A yogi’s daily hygiene routine was considered a spiritual form of purification. At daybreak, he would proceed to take a ritual bath using the waters of a sacred river, following this he might apply of a paste made of ghee and sandalwood powder. His body would then be purified with holy ashes (vibhuti), and his head and body smeared with yellow turmeric powder, red turmeric powder, and white vibhuti in special patterns to represent his beliefs and religious lineage.

Following this, he would adorn himself with freshly washed clothes, often made of orange cotton. Each man would wash his miniscule wardrobe by hand each day, and let them dry while they bathed themselves. Some ascetics might go naked but a yogi usually wore a dhoti, a type of loose fitting pants indigenous to India and created without stitching by clever folding and draping. His body, mind and soul would then be further purified through the practice of asana and meditation.

I don't know about you but I don't know anyone trying to get that kind of yoga body, but that's the kind of body yoga was created to facilitate. We're obviously redefining some things.

So let's redefine what a yoga body is. Let's expand our understanding of a “yoga body” and purposely foster spaces and places in which all bodies, regardless of shape, size, gender, color or ability are welcomed and celebrated.

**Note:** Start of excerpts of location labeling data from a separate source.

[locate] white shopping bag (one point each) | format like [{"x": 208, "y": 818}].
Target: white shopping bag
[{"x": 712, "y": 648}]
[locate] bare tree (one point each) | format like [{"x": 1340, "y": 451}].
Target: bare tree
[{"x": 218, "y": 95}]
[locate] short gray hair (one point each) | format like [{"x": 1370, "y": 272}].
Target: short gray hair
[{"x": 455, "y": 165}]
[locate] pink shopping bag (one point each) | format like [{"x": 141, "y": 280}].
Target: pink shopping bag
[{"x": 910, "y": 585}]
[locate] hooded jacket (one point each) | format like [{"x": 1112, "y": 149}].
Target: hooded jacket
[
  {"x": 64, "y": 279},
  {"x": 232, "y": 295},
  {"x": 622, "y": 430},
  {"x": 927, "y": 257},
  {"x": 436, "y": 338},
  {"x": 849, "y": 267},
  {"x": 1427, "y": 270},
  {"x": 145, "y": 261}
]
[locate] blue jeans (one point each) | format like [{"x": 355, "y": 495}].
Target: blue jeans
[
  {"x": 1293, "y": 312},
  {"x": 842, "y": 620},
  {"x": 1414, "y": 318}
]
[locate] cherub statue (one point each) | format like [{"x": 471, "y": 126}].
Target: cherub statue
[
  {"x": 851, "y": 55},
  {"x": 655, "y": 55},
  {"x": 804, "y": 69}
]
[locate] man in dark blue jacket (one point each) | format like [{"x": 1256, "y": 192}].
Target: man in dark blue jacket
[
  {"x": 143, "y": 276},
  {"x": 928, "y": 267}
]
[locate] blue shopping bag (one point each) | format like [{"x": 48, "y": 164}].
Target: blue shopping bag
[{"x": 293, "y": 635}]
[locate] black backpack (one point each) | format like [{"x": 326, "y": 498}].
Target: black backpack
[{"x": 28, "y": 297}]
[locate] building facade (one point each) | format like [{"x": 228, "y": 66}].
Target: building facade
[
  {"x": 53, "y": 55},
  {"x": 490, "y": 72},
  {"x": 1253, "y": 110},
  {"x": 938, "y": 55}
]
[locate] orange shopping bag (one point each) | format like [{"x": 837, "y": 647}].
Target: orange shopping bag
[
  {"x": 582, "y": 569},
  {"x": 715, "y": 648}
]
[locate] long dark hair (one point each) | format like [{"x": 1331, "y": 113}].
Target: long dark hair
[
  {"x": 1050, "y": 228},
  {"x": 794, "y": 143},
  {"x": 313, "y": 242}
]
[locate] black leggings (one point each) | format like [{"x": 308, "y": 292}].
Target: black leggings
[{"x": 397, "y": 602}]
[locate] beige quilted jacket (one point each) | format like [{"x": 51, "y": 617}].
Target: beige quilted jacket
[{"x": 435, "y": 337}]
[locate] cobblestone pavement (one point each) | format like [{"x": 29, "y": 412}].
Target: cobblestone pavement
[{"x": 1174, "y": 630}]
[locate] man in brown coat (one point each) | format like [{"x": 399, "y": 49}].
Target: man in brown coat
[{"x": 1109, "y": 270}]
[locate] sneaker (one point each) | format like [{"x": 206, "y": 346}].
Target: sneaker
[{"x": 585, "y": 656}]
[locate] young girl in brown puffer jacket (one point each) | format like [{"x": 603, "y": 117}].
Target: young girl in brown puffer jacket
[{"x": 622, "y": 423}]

You have a yoga body if you practice yoga. Period. End of story. It's not about your weight, size, or any physical characteristic. It's about how yoga makes you feel. You may have strong muscles, flexibility, and a sense of inner peace. It's a body that is happy and relaxed from the inside out. Your yoga body is one that can always find the strength to move with grace and mindfulness. It is a body that knows it can always find balance and harmony.

And we know from the Panchakosham and Triyasarira theories that human beings consist of three bodies - physical, energetic, and intuitive - and five koshas or layers, which form a subtle body and include an emotional, mental, spiritual, and cosmic layer. Each of the three bodies and five koshas interact to form an interconnected whole, with each layer affecting the other.

So yoga body is also a body that knows that there is something more than physical reality. Whether it's energy or an elaborate ancestral religion. Even if you don't understand what it is, you know it in your body.